Dans son atelier (septième tableau), Coriolis exprime à Chassagnol son manque d’inspiration et l’absence de talent. Son atelier dénudé de toute décoration et l’absence d ‘Anatole témoignent de son peu d’enthousiasme (scène 1 et 2). Crescent, voulant prendre un dessin que Coriolis lui avait promis se voit le refuser par Manette qui gère elle même la carrière, la fortune et même les relations de son mari (scène 3). Seul avec Manette, Coriolis, désespéré, exprime sa colère face à cette femme qui l’a transformé en faiseur de tableaux, sans talent et sans goût (scène 4). Manette semble satisfaite de manipuler si brillamment son mari (scène 5 et 6), mais l’arrivée de Garnotelle, avec qui elle semble avoir des liens intimes, lui apprend que sa marionnette a refusé la décoration que lui a offert le ministère grâce à l’intervention de Garnotelle (scène 7) ; sa colère n’est rien devant celle de son mari qui vient d’apprendre que deux de ses œuvres, que Manette lui a fait vendre à bas prix venaient d’avoir un grand succès lors d’une récente vente ; des œuvres du temps où il était un vrai artiste. Il se met alors à brûler ses toiles et a failli atteindre Manette (scène 9).

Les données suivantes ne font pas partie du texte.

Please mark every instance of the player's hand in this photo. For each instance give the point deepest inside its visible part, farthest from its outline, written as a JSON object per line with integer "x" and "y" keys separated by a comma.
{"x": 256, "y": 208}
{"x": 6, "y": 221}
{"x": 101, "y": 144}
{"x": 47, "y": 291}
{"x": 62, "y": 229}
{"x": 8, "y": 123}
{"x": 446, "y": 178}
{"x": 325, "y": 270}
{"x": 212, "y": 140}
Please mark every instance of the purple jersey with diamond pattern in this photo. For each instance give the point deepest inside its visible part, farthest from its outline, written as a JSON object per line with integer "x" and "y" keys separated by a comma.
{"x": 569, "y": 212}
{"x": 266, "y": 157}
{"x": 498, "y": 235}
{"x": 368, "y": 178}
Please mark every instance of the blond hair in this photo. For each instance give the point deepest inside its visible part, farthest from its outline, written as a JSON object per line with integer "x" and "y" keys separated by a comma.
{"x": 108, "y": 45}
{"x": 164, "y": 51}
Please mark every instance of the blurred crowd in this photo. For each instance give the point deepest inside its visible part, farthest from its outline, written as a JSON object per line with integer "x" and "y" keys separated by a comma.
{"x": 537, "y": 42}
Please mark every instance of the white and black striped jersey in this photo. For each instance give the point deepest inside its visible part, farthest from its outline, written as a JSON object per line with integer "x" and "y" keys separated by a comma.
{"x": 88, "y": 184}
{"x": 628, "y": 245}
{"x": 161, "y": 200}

Dans un café du jardin du Luxembourg (huitième tableau), Anatole s’amuse à donner à une « peintresse » la recette pour réussir un portrait avec les moindres frais (scène 1) ; Chassagnol, critique d’art est en train de finir un article sur le beau (scène 2) lorsque passe Garnotelle. Anatole l’interpelle et se moque de son arrivisme ; il vient de se porter candidat à un poste à l’Académie, grâce à une alliance (scène 3). Selon Anatole, un homme qui n’a ni talent ni distinction et qui est bourré de relations est celui qui a le plus de chance d’accéder à ce poste. Anatole était en train de raconter à Chassagnol les conditions de sa séparation avec Coriolis quand celui-là passe. Il chasse Chassagnol et interpelle son ancien ami qu’il trouve dégoûté de la vie que lui impose Manette (scène 5). Mme Crescent propose à Anatole un poste au Jardin des Plantes qui lui garantit un revenu stable (scène 7).
Au neuvième tableau, Coriolis invite Anatole chez lui. Assistant impuissant au mauvais traitement qu’impose Manette à son convive, par l’intermédiaire de son enfant et sa servante. Anatole tente par son humeur d’éloigner la colère grandissante de son ami ; il sort en promettant de revenir « quand la patronne de l’endroit sera une catholique » (page 154) ; allusion antisémite de cette pièce dont l’auteur ne cache pas son sentiment anti-juif (scène 7).